Por: Myrtha Moreno
¡Volvió! ¡Volvió! ¡Es un asesino! ¡Tiene que ir preso de por vida! ¡Habría que ahorcarlo!
Esas eran las voces desaforadas que recibían a un hombre no tan joven ni tampoco de mucha edad.¿Por qué esas reacciones? ¿Qué hizo ese ser humano para despertar semejante rechazo?.
Muchos cuentan la siguiente historia:
Pedro era un niño criado por un matrimonio que ya tenía cinco hijos. El dueño de la chacra no era una persona muy apreciada por los colonos de la zona por su carácter huraño, serio, de pocas palabras pero lo respetaban porque trabajaba incansablemente junto a su esposa y retoños aunque pasaban épocas de mucha pobreza cuando las lluvias, sequías, pestes u otras calamidades atacaban sus cultivos, árboles o ganado.
A Pedro le exigía esfuerzos y trabajos que eran exagerados para su edad pero que el niño los hacía sin protestar; terminaba el día con el cuerpo dolorido, agotado, exhausto por lo cual muchas veces no comía nada antes de irse a dormir.
Un día, al jefe de familia le faltó un reloj valioso. Instantáneamente, sin ningún tipo de investigación, culpó a Pedro y lo llevó, arrastrándolo de una oreja hasta la casa de su abuela quien también decidió “educarlo” con otro castigo ejemplar (uno más).

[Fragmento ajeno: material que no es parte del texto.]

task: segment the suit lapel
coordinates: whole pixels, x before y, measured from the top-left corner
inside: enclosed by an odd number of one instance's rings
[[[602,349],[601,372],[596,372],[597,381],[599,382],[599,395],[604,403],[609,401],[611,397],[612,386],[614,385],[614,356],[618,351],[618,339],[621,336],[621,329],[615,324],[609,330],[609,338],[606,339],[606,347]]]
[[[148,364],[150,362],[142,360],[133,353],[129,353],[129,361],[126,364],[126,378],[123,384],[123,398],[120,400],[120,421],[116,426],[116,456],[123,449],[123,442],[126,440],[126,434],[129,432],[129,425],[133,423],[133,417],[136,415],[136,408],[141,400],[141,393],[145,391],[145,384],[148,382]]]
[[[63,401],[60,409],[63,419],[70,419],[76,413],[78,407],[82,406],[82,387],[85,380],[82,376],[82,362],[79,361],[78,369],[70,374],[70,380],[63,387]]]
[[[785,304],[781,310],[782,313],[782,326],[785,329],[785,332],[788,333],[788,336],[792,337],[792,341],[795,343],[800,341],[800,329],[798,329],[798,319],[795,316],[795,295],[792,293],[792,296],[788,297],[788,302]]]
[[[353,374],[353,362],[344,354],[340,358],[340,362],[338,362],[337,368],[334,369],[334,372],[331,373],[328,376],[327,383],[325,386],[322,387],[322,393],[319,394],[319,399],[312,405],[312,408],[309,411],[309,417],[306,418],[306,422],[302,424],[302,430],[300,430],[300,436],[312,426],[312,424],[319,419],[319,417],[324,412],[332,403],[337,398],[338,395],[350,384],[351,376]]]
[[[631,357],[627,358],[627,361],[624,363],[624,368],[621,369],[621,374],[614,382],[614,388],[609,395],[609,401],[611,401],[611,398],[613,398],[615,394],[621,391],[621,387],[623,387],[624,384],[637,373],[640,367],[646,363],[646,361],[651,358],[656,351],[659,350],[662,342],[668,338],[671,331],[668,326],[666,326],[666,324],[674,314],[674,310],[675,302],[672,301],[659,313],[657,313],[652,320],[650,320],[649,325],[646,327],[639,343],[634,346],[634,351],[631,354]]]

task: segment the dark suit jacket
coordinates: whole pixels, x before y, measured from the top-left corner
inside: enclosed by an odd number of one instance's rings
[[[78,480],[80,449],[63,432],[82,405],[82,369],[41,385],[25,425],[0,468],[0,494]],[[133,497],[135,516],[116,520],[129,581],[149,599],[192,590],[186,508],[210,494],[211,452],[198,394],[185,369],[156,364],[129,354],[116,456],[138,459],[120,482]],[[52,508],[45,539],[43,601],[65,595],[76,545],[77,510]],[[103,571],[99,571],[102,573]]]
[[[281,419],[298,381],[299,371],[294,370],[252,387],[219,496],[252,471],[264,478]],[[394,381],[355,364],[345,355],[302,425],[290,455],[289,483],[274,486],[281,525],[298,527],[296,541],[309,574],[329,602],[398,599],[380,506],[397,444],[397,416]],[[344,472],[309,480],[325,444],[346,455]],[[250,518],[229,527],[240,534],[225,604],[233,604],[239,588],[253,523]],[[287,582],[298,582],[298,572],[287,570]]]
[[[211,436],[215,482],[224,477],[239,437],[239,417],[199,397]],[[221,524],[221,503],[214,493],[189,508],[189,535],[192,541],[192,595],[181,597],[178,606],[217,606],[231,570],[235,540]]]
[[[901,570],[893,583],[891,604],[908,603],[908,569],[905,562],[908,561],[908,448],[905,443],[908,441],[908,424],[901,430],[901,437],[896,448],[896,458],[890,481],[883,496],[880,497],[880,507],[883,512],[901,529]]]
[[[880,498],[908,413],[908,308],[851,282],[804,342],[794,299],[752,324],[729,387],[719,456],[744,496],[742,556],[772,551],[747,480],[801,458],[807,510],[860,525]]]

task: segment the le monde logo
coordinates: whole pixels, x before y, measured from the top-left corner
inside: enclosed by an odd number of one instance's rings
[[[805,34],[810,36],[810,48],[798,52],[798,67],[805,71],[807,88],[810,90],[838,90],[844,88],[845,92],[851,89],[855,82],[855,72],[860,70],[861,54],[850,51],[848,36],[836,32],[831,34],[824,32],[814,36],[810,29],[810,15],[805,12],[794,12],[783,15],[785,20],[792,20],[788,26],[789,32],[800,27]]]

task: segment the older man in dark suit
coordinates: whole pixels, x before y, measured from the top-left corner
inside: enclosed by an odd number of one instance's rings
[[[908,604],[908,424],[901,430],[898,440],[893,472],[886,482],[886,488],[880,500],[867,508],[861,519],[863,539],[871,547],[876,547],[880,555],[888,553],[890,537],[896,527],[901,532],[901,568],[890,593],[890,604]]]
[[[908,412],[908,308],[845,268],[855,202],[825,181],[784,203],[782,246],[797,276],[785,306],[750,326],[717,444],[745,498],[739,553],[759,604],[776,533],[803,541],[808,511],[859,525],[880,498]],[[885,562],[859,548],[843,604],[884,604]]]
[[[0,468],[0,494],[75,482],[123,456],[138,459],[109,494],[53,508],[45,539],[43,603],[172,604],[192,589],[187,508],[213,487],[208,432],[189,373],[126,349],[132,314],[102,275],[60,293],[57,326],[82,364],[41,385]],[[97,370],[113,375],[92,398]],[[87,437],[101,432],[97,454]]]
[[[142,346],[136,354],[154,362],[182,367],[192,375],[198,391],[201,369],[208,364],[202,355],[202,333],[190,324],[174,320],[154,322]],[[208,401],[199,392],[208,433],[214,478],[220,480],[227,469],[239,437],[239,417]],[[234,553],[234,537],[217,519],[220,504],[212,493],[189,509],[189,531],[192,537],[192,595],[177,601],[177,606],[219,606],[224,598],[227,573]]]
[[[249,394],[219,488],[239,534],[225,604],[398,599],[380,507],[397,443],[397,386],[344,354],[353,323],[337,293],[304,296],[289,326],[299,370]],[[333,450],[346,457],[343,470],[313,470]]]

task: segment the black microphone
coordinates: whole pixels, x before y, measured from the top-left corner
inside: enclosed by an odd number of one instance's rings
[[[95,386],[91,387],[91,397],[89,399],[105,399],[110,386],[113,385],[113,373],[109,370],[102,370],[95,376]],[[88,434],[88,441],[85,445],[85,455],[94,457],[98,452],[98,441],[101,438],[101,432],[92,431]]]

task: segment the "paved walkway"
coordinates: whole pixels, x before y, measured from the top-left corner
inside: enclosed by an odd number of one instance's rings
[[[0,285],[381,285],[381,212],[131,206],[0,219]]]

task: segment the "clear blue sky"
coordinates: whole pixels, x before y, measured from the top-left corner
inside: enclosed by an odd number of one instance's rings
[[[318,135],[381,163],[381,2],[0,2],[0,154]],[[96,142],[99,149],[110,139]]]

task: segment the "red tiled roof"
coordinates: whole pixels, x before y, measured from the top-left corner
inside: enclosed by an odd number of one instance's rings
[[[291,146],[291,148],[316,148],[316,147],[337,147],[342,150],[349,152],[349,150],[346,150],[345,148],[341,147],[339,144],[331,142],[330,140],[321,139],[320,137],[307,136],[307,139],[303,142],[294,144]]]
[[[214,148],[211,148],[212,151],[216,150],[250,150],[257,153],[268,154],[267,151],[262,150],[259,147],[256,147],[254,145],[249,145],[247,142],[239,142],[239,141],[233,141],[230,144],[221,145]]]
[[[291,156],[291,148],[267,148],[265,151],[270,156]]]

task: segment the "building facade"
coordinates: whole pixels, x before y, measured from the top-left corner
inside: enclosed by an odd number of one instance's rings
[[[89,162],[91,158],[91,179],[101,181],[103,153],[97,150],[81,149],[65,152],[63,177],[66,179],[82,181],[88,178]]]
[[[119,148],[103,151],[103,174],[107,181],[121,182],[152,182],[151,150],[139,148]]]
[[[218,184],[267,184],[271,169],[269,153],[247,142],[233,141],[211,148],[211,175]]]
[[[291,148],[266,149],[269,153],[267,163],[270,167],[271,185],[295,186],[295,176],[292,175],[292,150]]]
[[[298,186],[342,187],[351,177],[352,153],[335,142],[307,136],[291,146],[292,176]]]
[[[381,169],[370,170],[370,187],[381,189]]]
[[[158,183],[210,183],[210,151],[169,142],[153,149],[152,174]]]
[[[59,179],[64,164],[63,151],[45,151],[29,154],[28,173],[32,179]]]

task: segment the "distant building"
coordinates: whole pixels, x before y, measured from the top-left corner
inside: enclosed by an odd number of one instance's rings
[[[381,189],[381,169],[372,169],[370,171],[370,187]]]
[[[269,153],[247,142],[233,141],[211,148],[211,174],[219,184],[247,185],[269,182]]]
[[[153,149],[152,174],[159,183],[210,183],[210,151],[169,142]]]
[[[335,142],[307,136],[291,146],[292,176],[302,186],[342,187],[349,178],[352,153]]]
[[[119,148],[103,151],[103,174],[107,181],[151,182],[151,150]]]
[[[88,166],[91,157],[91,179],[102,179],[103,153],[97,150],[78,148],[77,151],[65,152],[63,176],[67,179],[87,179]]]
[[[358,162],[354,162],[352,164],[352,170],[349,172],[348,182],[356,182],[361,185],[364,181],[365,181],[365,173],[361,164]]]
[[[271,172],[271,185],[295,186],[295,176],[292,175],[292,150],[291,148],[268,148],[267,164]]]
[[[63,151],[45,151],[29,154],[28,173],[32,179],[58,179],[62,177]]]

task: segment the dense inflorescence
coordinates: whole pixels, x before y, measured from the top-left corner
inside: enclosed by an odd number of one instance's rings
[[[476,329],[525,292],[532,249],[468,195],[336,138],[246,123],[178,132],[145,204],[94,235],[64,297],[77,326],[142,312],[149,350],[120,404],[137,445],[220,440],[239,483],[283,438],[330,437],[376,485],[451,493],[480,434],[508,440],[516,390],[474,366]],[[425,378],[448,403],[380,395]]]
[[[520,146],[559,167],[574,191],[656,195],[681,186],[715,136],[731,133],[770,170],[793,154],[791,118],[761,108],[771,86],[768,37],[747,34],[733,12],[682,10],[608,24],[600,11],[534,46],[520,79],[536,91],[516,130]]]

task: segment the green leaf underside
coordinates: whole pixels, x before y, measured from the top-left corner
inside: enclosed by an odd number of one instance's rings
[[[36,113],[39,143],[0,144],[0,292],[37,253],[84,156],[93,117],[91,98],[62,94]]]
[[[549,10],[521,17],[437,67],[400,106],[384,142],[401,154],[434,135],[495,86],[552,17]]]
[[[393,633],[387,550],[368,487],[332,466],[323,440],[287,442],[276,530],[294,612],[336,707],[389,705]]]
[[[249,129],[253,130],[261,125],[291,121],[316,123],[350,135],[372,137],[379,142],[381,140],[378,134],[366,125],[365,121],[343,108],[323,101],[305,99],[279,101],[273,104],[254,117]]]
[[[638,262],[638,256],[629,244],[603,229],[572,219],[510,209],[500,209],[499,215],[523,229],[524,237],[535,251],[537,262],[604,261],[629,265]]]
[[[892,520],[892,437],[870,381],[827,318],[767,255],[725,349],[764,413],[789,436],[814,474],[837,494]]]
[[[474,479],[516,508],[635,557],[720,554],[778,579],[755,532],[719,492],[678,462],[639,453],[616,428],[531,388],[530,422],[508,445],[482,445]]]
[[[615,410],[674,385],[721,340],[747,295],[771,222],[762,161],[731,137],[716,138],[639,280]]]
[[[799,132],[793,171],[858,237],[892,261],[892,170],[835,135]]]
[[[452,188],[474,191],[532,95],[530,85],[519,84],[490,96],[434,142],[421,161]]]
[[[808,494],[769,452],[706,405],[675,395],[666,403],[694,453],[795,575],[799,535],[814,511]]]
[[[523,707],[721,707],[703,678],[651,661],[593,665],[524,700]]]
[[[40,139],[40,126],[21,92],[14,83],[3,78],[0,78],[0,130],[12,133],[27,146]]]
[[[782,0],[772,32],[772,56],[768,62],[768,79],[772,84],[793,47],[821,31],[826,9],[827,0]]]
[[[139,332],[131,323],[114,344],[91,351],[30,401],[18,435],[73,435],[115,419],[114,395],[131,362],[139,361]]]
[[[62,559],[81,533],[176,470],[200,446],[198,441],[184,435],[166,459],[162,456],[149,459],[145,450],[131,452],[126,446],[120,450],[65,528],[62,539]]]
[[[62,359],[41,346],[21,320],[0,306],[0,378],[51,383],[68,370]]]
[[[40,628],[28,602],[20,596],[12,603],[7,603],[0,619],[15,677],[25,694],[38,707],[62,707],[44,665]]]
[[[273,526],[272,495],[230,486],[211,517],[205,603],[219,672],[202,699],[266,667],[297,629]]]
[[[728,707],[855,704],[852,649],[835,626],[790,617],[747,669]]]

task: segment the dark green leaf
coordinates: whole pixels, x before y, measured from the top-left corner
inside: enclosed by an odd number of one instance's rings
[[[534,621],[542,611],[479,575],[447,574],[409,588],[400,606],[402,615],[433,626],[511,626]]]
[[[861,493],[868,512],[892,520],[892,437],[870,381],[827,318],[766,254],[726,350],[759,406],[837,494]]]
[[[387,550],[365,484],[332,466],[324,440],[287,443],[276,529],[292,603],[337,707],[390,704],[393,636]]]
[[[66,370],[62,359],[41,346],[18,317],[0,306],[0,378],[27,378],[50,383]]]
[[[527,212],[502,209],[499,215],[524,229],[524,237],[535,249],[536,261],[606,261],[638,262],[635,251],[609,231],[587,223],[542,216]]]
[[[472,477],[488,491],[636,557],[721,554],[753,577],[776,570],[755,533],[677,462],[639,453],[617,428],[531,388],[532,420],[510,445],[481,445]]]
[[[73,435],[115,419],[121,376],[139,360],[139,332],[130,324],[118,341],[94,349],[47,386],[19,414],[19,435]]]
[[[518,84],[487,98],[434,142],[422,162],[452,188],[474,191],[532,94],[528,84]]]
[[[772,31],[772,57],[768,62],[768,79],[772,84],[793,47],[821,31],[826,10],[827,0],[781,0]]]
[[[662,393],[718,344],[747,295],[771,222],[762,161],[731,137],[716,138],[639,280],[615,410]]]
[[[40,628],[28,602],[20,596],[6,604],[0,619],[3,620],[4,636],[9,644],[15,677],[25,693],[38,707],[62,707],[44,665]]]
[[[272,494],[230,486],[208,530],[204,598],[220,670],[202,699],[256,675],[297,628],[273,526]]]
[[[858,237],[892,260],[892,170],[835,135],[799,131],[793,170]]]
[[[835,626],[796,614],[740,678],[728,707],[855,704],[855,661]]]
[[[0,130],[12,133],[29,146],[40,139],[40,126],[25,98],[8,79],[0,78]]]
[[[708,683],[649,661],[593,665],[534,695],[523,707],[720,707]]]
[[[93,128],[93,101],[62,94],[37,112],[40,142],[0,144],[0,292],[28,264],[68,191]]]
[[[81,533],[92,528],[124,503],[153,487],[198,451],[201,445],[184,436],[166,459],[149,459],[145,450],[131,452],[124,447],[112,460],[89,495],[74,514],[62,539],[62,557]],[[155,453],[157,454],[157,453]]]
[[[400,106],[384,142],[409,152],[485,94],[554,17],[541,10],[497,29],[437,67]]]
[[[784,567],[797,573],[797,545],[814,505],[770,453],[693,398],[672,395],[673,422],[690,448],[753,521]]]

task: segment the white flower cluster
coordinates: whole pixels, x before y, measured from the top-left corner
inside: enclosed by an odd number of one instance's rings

Desde su dolor, su sufrimiento e impotencia, le gritó, al que oficiaba de su tutor, antes de que se retirara: “¡Yo no robé ningún reloj! ¡El día que sea adulto lo voy a matar!
Pasaron los años y, como Pedro nunca apareció en la chacra ni tampoco volvió a verlo por el pueblo, el colono se fue tranquilizando, olvidándose poco a poco de la sentencia en la que tampoco creyó mucho porque había sido un niño el que la había proferido.
Una tarde en la que el tiempo amenazaba tormenta, estaba toda la familia reunida en la casa, adentro, en silencio, como un fantasma, pálido y precedido de relámpagos y truenos, apareció Pedro en el vano de la puerta principal blandiendo un machete que brillaba con las luces tempestuosas.
El padre de familia se puso frente a él como un escudo protector para su pareja y descendientes; cayó con la cabeza casi cercenada por completo, de un solo tajo de la filosa hoja, formando un lago rojo alrededor de su cuerpo.
La esposa quiso auxiliarlo y se desplomó sobre el hombre en las mismas condiciones que él en otro movimiento de la mano del vengador.
Ciego y sordo, no le importaron los gritos de los inocentes a los que también atacó convirtiendo el comedor ya en un río de sangre.
Mirando a su alrededor no vio a nadie más y dio por cumplida su venganza. Corrió en medio del teal, del yerbal, entre los árboles de tung, cruzó entre las chacras vecinas hasta llegar al río donde consiguió que un canoero lo llevara hasta la costa del vecino país.
Pedro no había percibido que, entre los niños existía uno de cuatro años, del que no tenía conocimiento porque su nacimiento fue cuando él ya no estaba allí. Este pequeño inocente encontró refugio en un gran cajón en el que guardaban maíz seco.
Aterrorizado escuchó todo y cuando se hizo el silencio total, ni un grito más ni un ruido, fue levantando lentamente la tapa, sacó primero una piernita, luego la otra y, agachado como si estuviera jugando a las escondidas con sus hermanos llegó a los cuerpos inertes sumergidos en el charco rojo ya casi seco de toda su familia.
Les habló, los sacudió, no entendía nada. Se largó a llorar mientras la lluvia caía como un torrente. Se durmió cansado.
Al caer la oscura compañera del final del día, más oscura que nunca, unos pasos sonaron en las maderas mojadas de la galería. Era un peón que se encargaba de encerrar a las vacas en los galpones, Horrorizado por la escena, tomó a la criatura en brazos, lo llevó a su humilde cabaña, lo dejó con su esposa, tomó un caballo y, al trote, en medio del barro y bajo el diluvio, llegó a la comisaría del pueblo.
Fue el hecho más horripilante que se recuerda en la región. El canoero fue el testigo clave porque narró que fue quien llevó a Pedro esa noche hasta la “otra orilla” y, con seguridad podía confirmar que toda su ropa estaba impregnada de sangre, por lo tanto no quedaba ninguna duda sobre su crimen pero había escapado.
Cuando Pedro creyó que todo se había olvidado y que no sabía que lo tenían identificado, tuvo el coraje de volver. A eso se debían los gritos y exclamaciones. La policía intervino para que no lo lincharan.
Y ahora, el chico ultrajado que se convirtió en asesino, está purgando su crimen en una cárcel muy lejos de su provincia natal, sin sentir culpa alguna por la masacre cometida.